Book Review by Sarah H. Lu, Chinese Christian Scholar
As a Chinese Christian scholar, I should say that even Chinese Christians are greatly indebted to Paul Hattaway for his book series which provide the only access to in-depth history of contemporary Christianity in China. Hattaway’s project is absolutely an invaluable one given that information on similar issues is officially banned in China today.
Henan was given the name of “The Galilee of China”, not because it has larger Christian populations than any other provinces in China, but because it has been sending evangelists to other regions both at home and abroad as part of the Back to Jerusalem initiative. The rural house churches in Henan have been showing an amazing missionary zeal.
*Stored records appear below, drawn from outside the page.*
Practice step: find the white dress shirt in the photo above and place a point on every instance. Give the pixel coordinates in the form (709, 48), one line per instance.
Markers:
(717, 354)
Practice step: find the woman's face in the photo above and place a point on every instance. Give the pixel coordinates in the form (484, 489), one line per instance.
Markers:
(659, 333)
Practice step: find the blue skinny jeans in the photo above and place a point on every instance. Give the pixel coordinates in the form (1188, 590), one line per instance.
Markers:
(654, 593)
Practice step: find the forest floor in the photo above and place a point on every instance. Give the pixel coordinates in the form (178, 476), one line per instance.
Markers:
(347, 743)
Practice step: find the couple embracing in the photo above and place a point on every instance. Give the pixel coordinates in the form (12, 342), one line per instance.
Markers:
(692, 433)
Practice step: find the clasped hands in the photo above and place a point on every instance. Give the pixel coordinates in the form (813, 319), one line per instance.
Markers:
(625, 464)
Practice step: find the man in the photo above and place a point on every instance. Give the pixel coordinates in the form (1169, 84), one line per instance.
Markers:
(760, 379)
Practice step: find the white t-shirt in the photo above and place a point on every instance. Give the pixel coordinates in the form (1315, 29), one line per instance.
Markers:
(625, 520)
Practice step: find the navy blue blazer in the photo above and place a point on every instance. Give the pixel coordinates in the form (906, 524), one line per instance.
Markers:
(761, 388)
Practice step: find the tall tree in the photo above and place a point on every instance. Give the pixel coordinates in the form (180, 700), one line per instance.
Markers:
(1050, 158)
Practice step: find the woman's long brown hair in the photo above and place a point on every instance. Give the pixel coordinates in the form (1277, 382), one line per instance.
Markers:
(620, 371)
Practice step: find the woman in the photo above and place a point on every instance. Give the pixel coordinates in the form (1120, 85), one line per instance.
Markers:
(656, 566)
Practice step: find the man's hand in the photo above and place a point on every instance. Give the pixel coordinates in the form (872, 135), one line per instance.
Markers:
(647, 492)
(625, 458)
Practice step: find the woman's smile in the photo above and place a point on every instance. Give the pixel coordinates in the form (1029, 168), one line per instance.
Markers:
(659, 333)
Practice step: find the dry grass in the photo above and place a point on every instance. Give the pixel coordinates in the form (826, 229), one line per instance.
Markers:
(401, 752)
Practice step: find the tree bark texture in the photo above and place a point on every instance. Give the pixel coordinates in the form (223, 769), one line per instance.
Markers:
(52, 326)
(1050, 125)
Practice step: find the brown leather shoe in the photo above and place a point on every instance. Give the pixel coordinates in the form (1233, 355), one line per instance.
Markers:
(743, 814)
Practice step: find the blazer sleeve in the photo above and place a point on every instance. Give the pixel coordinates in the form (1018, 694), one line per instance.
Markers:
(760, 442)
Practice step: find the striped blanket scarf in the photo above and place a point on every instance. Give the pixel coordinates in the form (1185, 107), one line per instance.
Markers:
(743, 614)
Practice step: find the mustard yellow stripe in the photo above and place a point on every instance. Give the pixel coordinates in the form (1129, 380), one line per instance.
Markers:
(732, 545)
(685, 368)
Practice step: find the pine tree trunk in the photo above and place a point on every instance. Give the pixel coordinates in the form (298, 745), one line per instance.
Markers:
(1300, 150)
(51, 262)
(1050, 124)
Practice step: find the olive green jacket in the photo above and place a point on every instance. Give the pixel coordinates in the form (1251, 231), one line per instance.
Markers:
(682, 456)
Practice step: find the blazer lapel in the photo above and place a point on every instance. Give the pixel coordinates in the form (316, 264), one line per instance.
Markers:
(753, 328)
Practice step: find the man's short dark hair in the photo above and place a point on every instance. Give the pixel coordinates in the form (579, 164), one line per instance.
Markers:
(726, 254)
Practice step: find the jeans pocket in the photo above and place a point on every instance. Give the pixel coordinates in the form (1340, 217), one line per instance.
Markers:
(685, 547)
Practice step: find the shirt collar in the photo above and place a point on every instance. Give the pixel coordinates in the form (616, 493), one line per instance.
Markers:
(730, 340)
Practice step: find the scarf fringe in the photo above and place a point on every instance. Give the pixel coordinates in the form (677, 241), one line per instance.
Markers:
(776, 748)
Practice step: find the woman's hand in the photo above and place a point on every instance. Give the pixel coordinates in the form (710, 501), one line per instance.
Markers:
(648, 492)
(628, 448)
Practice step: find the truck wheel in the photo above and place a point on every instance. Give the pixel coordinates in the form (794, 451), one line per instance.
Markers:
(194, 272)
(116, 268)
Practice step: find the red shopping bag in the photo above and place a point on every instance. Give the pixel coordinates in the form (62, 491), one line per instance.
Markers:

Paul Hattaway deepens his research by tracing the local history of Henan, the land of the Chinese Jews, then Nestorian missionaries in AD 635, Catholic missionaries in the late 16th century, and Protestant missionaries in the second half of 19th century that included the China Inland Mission, the Lutherans, the Mennonites, and other denominations. The blood and sweat of missionaries in the past explain why it is Henan rather than other places that has become the home of the largest Christian population in China.
The book offers a comprehensive and lively picture about the Protestant house churches as well as other sects of Christianity in Henan, including Catholics, Three-Self churches, and some ‘cults’ which are rejected by both the government and house churches. Meanwhile, the book gives fair attention to the outreach of social caring by Three-Self churches.
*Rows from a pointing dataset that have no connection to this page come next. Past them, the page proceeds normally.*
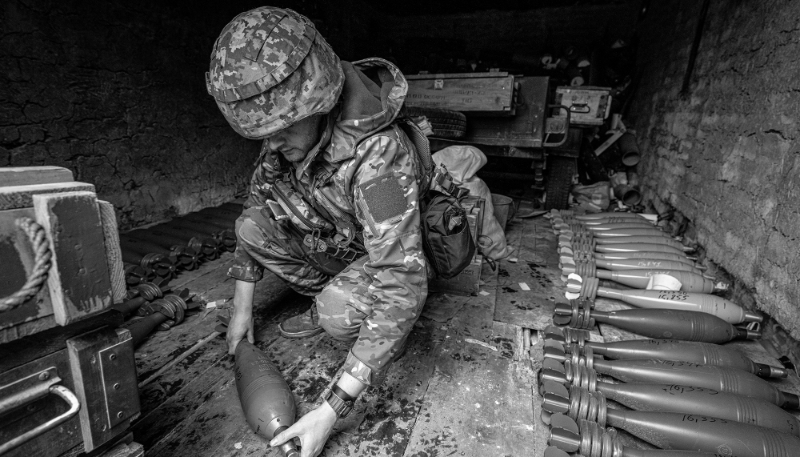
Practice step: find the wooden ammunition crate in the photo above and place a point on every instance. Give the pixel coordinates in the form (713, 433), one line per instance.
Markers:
(78, 283)
(587, 105)
(488, 93)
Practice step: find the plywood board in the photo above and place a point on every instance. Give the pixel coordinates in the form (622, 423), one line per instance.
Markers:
(529, 287)
(490, 94)
(478, 403)
(27, 176)
(13, 197)
(78, 280)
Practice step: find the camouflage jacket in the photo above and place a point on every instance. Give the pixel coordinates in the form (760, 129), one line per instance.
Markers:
(373, 178)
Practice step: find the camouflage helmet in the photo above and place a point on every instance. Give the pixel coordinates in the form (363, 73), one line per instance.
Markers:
(269, 69)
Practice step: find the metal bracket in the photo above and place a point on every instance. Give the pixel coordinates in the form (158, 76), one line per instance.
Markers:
(27, 389)
(118, 383)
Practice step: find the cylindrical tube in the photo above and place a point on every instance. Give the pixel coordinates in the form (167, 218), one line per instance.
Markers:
(712, 304)
(698, 400)
(649, 255)
(675, 324)
(695, 352)
(704, 433)
(723, 379)
(640, 247)
(267, 402)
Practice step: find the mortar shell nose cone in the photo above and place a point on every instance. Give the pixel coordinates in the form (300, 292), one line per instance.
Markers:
(563, 309)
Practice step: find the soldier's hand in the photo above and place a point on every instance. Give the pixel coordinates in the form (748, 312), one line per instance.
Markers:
(240, 327)
(313, 430)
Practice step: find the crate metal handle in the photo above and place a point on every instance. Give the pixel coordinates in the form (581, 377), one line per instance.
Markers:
(564, 136)
(31, 395)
The most impressive part of the book is, no doubt, the section where the author describes how the house churches have gone through all kinds of tortures and persecutions since 1970. The author devotes half of the book to this section, with the first hand interviews and lots of precious photographs. Nobody could read the book without being touched by the simple, rough, rural Christians and their moving stories.
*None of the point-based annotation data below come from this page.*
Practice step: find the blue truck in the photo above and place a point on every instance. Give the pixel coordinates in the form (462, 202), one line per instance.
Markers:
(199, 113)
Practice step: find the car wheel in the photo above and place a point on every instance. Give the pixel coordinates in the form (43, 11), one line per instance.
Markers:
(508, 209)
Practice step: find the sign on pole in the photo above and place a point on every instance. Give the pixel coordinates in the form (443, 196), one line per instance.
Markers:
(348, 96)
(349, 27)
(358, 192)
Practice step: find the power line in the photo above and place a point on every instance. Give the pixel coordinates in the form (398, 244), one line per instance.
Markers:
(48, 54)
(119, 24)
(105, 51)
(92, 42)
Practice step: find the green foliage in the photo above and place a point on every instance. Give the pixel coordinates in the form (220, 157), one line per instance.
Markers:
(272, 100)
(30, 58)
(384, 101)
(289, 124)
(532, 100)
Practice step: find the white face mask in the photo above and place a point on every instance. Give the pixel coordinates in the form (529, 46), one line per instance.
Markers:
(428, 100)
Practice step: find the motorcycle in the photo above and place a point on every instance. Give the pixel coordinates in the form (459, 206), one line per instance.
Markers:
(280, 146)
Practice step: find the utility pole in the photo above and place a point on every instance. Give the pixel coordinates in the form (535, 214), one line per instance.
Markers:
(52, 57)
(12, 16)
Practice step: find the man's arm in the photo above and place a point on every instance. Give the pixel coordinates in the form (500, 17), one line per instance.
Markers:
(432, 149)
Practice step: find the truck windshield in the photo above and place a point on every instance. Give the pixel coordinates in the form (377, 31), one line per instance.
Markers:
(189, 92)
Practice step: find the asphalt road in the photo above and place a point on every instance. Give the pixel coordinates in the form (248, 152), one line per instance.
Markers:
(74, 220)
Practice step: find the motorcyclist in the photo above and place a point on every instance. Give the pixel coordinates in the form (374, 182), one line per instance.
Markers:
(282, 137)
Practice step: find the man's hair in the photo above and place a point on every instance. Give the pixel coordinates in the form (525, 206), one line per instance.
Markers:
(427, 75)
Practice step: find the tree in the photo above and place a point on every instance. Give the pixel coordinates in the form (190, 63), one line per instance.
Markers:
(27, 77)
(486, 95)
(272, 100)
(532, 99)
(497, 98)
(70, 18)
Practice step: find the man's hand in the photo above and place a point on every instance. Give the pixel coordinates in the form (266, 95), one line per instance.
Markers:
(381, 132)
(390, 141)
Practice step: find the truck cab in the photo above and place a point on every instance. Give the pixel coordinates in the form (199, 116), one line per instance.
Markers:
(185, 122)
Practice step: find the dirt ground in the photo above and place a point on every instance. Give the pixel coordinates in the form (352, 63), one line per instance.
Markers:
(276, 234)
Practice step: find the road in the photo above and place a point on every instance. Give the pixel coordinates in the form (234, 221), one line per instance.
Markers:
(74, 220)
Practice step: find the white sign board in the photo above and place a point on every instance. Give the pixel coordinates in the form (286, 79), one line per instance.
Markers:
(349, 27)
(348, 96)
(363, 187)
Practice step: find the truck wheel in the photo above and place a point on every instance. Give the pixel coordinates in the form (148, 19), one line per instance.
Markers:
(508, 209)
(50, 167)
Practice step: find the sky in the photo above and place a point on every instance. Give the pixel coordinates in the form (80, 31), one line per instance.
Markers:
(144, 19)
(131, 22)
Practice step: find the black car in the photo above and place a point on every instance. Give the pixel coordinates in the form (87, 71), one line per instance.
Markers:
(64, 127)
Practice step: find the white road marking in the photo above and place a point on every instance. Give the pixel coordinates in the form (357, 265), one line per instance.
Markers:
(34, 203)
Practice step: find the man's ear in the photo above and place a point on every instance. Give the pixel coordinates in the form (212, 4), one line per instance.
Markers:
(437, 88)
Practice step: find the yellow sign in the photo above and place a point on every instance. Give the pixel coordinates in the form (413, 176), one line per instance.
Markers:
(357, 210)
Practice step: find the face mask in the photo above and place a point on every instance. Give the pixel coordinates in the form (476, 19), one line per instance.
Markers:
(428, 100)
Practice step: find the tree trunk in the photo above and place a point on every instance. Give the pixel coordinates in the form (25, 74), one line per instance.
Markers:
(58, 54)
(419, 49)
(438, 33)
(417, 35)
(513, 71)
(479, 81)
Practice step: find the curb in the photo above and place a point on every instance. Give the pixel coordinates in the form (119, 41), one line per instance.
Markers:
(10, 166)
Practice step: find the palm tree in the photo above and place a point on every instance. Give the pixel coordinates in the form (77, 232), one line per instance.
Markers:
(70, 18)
Nevertheless, it is not a book simply for sentimental tears; the author has not avoided the problems in Henan house churches, particularly their struggles for unity and the threat of mammon they are facing. The development of house churches in Henan not only has irritated the local government, but also has generated criticism from within. The government worries the chaotic situation which may be caused by the churches with a cohesive structure and the missionaries over other regions. Many China house leaders are quite suspicious about the authenticity of the so-called “charismatic experiences” and thus were unsatisfied with the exaggerated or even false information about China house churches that has been transmitted oversea via Henan house church leaders.
Today in China the urban house churches have been playing a more and more important role since 1990s whereas in Henan, the rural house churches are facing the great challenge of immigration and urbanization. How to preach the gospel without deteriorating the relationship with the government, and how to nurture the believers and help them accommodate the modern urban lives remain crucial questions.
Hattaway’s book shows that the author has done a great job in investigating cases and collecting valuable data. I wish someday the book series could be published in China so that Chinese Christians would benefit from it.